Le ministre a déclaré qu'après avoir recouru à la technique du procès à distance imposée par cette conjoncture exceptionnelle, le ministère a créé environ 190 comptes électroniques distribués aux juridictions et établissements pénitentiaires, en coordination avec les responsables judiciaires et les directions régionales de l'administration pénitentiaire, pour équiper les juridictions et des salles aménagées au niveau des établissements pénitentiaires d'ordinateurs mis en place pour cette opération, dotés des logiciels nécessaires qui ont été installés durant quatre jours.
Malgré l'absence de texte législatif permettant de recourir à cette technique, M. Benabdelkader a fait savoir que:"Les circonstances générales que traverse le Royaume à cause de cette épidémie, et le souci de toutes les structures de la justice de s'engager dans l'effort déployé par l'État pour circonscrire et limiter sa propagation, et afin d’assurer la sécurité sanitaire des magistrats, du personnel du secrétariat-greffe, des avocats, et des détenus, ont été tenues au sein de toutes les cours d’appel du Royaume des commissions tripartites composées des premiers présidents de ces cours, des procureurs généraux du Roi près ces cours, et des bâtonniers des barreaux. Il a été convenu d'adopter cette technique compte tenu de son efficacité et de son importance dans les circonstances actuelles ».
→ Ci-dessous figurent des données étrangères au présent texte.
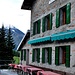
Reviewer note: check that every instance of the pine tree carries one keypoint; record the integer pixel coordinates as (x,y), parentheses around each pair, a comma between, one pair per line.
(2,45)
(10,44)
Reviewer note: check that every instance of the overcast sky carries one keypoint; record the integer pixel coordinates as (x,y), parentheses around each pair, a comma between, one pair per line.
(12,14)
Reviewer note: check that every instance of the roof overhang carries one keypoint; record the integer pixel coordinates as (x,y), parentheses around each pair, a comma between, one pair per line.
(24,40)
(27,4)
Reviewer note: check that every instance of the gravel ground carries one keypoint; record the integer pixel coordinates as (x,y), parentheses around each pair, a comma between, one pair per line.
(7,72)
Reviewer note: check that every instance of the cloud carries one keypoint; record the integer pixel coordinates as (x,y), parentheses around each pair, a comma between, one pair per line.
(11,13)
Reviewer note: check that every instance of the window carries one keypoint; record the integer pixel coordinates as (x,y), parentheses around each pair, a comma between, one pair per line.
(36,55)
(62,55)
(63,15)
(36,27)
(46,55)
(47,23)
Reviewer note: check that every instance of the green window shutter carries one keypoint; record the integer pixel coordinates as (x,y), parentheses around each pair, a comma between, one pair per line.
(38,55)
(56,55)
(25,54)
(57,18)
(50,21)
(68,10)
(50,55)
(67,64)
(43,55)
(43,24)
(21,54)
(33,28)
(33,52)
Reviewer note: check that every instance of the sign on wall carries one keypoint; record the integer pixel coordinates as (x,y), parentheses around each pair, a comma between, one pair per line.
(51,1)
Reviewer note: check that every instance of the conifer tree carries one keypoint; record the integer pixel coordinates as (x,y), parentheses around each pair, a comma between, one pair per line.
(10,44)
(2,45)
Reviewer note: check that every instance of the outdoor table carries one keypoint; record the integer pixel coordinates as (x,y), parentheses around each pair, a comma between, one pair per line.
(47,73)
(33,70)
S’agissant du bilan de l’opération du procès à distance, le ministre a noté que 4 semaines après l’adoption de cette technique, l’opération a réalisé des résultats prometteurs reflétés par les chiffres et statistiques enregistrés. Ainsi, le nombre total d'audiences à distance tenues par les juridictions du Royaume a atteint 1469, au cours desquels 22268 affaires ont été traitées. Alors que le total des décisions judiciaires rendues au cours de ces séances s'élève à 9035.
La priorité et la plus haute importance ont été accordées à l'aspect de sécurité de l'information, et toutes les instructions émises par la Direction de sécurité des systèmes d'information relevant de l’administration de la défense nationale ont été respectées pour assurer la protection et la sécurité du système audiovisuel utilisé.
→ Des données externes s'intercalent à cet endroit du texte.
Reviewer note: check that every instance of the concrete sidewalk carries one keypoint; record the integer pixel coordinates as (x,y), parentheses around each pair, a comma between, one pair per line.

Le ministre a considéré que cette mesure historique permettra l’accès de la digitalisation et la communication à distance dans le travail judiciaire de ses plus grandes portes, soulignant la nécessité de s’appuyer sur les acquis de l’expérience de justice à distance pour s’engager dans un projet plus complet qui ne se limite pas uniquement à la révision des Codes de procédure civile et pénale, considérant que la législation constitue un moyen exécutif d'une vision partagée, et ainsi initier un travail sur une ligne directrice permettant la transition du modèle d'administration judiciaire et de la justice vers un modèle qui intègre les technologies de communication à distance et l'intelligence artificielle à différentes étapes du service judiciaire.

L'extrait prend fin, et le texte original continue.